Zucchero a velo q.b.
Malto d’orzo q.b.

Procedimento

Lavate bene il limone e grattugiate la scorza evitando la parte bianca.
In una ciotola montate le uova con lo zucchero fino a quando saranno leggermente gonfie. Incorporate la scorza grattugiate del limone, la farina, il lievito, il latte, versandolo a filo, e un pizzico di sale. Mescolate bene, per amalgamare gli ingredienti. Coprite la ciotola con la pellicola e mettetela in frigorifero per trenta minuti


Nel frattempo lavate le mele, asciugatele e privatele del torsolo. Tagliatele a rondelle di circa 1 cm di spessore e irroratele con il succo del limone.
Togliete dal frigo la pastella, scolate le fettine di mela, asciugatele con della carta da cucina, e immergetele, poche per volta, nella pastella.

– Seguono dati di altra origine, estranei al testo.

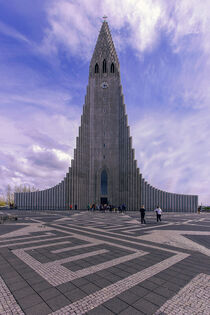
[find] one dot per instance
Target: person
(158, 213)
(142, 212)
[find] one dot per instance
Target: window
(112, 68)
(96, 68)
(104, 66)
(104, 182)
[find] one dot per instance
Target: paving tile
(57, 302)
(90, 288)
(145, 306)
(100, 310)
(131, 311)
(41, 286)
(116, 305)
(155, 298)
(128, 296)
(49, 293)
(140, 291)
(75, 295)
(38, 309)
(69, 286)
(24, 292)
(29, 301)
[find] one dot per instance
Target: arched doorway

Scaldate abbondante olio nella padella, quando avrà raggiunto la giusta temperatura (potete verificarla immergendo nell’olio un mestolo di legno, se si formano delle bollicine, vuol dire che la temperatura raggiunta è quella ottimale), immergete le fettine di mela, rivestite uniformemente di pastella, nell’olio. Friggetele due minuti per parte, finché saranno dorate. Sgocciolatele con un mestolo forato ed eliminate l’unto in eccesso mettendole ad asciugare su più fogli di carta da cucina.
Distribuite sopra le frittelle lo zucchero a velo, e servitele accompagnate da malto d’orzo o da sciroppo di lamponi.
Per una presentazione ad effetto, potete impilarle, come nella foto, e far scendere a cucchiaiate lo sciroppo sopra le frittelle, aggiungendo anche qualche gheriglio di noce.



Nota: Ho utilizzato l'olio extravergine perché diversi studi scientifici hanno dimostrato che l’olio di oliva è il più adatto alle cotture ad alte temperature (frittura)  poiché, grazie agli agenti antiossidanti , quali l’a-tocoferolo e  le sostanze fenoliche,  in esso contenute, si comporta in maniera molto stabile. Questa stabilità non è dovuta solo agli agenti antiossidanti, ma anche alla presenza di acido oleico che è un grasso monoinsaturo.
Gli oli di semi, diversamente dagli oli di oliva, durante la cottura alle  alte temperature, formano quantità più elevate di perossidi e di polimeri che possono provocare danni agli organi interni.